Телефонные звонки приятелей Игоря Сергеевича через длинный ряд инстанций доходили до следователя Марушко, дергали его, торопили с обвинительным заключением. Он догадывался, чьих рук это дело, злился, как всегда, когда сталкивался с родителями, действовавшими в обход, и встречал Игоря Сергеевича с открытым недовольством.

— Сколько вы еще будете его держать? — спрашивал Игорь Сергеевич, сдерживая гнев. Хотя нервы его за последние дни натянулись до предела, он еще не терял самообладания.

— Столько, сколько нужно для успеха следствия. Но не больше, чем имею права по закону.

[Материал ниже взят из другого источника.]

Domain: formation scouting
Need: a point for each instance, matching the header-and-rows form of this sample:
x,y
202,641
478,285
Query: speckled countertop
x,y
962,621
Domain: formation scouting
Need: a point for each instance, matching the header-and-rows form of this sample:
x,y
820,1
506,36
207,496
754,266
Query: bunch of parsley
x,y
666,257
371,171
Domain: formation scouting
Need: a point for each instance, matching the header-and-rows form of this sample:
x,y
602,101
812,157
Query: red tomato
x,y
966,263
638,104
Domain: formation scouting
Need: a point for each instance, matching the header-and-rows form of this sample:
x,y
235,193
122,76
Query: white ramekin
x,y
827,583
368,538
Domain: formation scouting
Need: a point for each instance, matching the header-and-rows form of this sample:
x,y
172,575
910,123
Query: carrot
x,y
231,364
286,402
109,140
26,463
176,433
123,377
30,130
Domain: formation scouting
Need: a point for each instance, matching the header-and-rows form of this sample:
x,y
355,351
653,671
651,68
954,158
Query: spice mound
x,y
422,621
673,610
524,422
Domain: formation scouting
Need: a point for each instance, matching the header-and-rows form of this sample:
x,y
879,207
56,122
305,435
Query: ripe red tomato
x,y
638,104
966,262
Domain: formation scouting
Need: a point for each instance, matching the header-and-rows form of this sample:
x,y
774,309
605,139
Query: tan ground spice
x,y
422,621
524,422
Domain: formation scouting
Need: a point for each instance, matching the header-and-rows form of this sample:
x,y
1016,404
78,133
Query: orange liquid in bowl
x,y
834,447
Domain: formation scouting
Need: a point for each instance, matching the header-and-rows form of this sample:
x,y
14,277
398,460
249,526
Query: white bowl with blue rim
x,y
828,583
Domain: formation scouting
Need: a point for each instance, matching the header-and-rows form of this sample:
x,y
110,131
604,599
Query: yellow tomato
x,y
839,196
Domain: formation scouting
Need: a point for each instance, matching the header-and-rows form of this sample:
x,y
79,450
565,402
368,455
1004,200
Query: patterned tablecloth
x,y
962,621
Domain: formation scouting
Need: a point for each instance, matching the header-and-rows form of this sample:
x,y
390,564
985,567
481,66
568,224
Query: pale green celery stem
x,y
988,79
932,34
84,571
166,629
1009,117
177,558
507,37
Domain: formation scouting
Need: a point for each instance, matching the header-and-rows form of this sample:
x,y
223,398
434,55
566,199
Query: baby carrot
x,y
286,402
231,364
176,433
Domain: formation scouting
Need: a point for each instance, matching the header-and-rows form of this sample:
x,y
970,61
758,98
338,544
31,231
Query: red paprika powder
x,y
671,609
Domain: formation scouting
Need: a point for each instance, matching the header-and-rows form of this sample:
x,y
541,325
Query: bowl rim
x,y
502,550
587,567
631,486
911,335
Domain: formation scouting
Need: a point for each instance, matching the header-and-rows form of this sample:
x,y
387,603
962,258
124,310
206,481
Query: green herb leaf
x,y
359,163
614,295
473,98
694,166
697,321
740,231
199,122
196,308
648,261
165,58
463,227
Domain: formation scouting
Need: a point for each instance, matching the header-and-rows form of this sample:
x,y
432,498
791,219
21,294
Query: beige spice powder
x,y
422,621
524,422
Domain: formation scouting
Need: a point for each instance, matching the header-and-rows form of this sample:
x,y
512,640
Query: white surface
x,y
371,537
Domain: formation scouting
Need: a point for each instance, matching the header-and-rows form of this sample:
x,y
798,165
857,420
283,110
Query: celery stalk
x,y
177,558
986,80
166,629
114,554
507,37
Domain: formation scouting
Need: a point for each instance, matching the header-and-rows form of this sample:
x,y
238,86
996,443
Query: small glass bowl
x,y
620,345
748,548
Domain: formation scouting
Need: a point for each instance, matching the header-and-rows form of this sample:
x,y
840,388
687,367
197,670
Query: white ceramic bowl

— Но зачем вам нужно, чтобы он сидел под замком? Куда он денется? И чего вы тянете? Ведь все ясно: ну скупал, ну продавал! Чего вы еще от него хотите?

— Он знает, что я от него хочу. Я рад бы кончить раньше, но не могу, опять же по милости вашего сынка.

— Разрешите мне с ним поговорить.

— Вы уже с ним виделись. Новое свидание я считаю лишним.

— Почему?

— Потому что это вредит следствию. После вашей беседы с ним он набрался еще больше нахальства.

Игорь Сергеевич уходил ни с чем.

Свидание, о котором напомнил Марушко, было тяжелым и суматошным. Игоря Сергеевича так потряс жалкий вид сына, что он ни о чем не расспрашивал, ничего не узнал, только успел поддержать в Генке бодрость духа и обнадежить его скорым освобождением. Генка плакал, и сам Игорь Сергеевич чуть не дал воли слезам. Он старался выглядеть спокойным, ругал прокуратуру и милицию, делал все, чтобы разогнать мрачные мысли сына, передать ему свою уверенность в благополучном исходе дела.

Потом, после свидания, он перебирал слова, которые забыл сказать, ругал себя за то, что не сумел выразить свою отцовскую боль и любовь. Он добивался нового свидания и не верил, что встреча отца с сыном может повредить правосудию. Просто этот бюрократ-следователь хочет причинить лишнюю боль и ему и Гене,

Чтобы оттянуть возвращение домой к Генкиным вещам и к вопрощающим глазам жены, он заходил к Воронцовым. Афанасия Афанасьевича он хотя и не любил за излучаемую им скуку и занудливость, но уважал за ученую степень, за принадлежность к тому миру абстрактных знаний, который Игорь Сергеевич считал для себя непостижимым.

В этот вечер он и Ксения Петровна сидели за столом, окруженные молчанием, как стоячей водой. Афанасий Афанасьевич не выходил из спальни, где стоял его письменный стол. Он готовил публичную лекцию на тему: «Двуединая задача воспитательного процесса». Готовился он основательно, прирастал к стулу как памятник, хорошо зная, откуда и что нужно выписать, когда и на кого сослаться для подтверждения отнюдь не своих мыслей. В такие дни по комнатам ходили на цыпочках и говорили вполголоса, дабы не нарушить таинство научного творчества.

Игорь Сергеевич перебирал листки блокнота, заполненные фамилиями и номерами телефонов, припоминал связанные с ними разговоры, и вдруг сообразил...

— Афанасий! — крикнул он к ужасу Ксении Петровны. — Поди сюда!

— Ты с ума сошел, — прошептала Ксения Петровна, зажав ладонями полные щеки. — Он же работает!

— Пусть сделает перекур — надорвется.

Афанасий Афанасьевич вышел, неся на лице печать глубоких теоретических раздумий.

— Послушай, Афанасий, мне сегодня сказали, что ты учился с таким Сапрыкиным на одном курсе.

— Как же, в одной группе были, — улыбаясь воспоминаниям, сказал Афанасий Афанасьевич.

— Он кто — профессор, академик?

— Ну, махнул! Академик... Доктор, замдиректора института.

— Во-во! Значит, он. А ты знаешь, что он женат на родной сестре прокурора?

— Ну и что же? — не поняв, куда клонит Игорь Сергеевич, спросил Афанасий Афанасьевич.

— Еще спрашиваешь! Вот тебе телефон, звони, поговори насчет Генки. Пусть со свояком перемолвится, тот все может.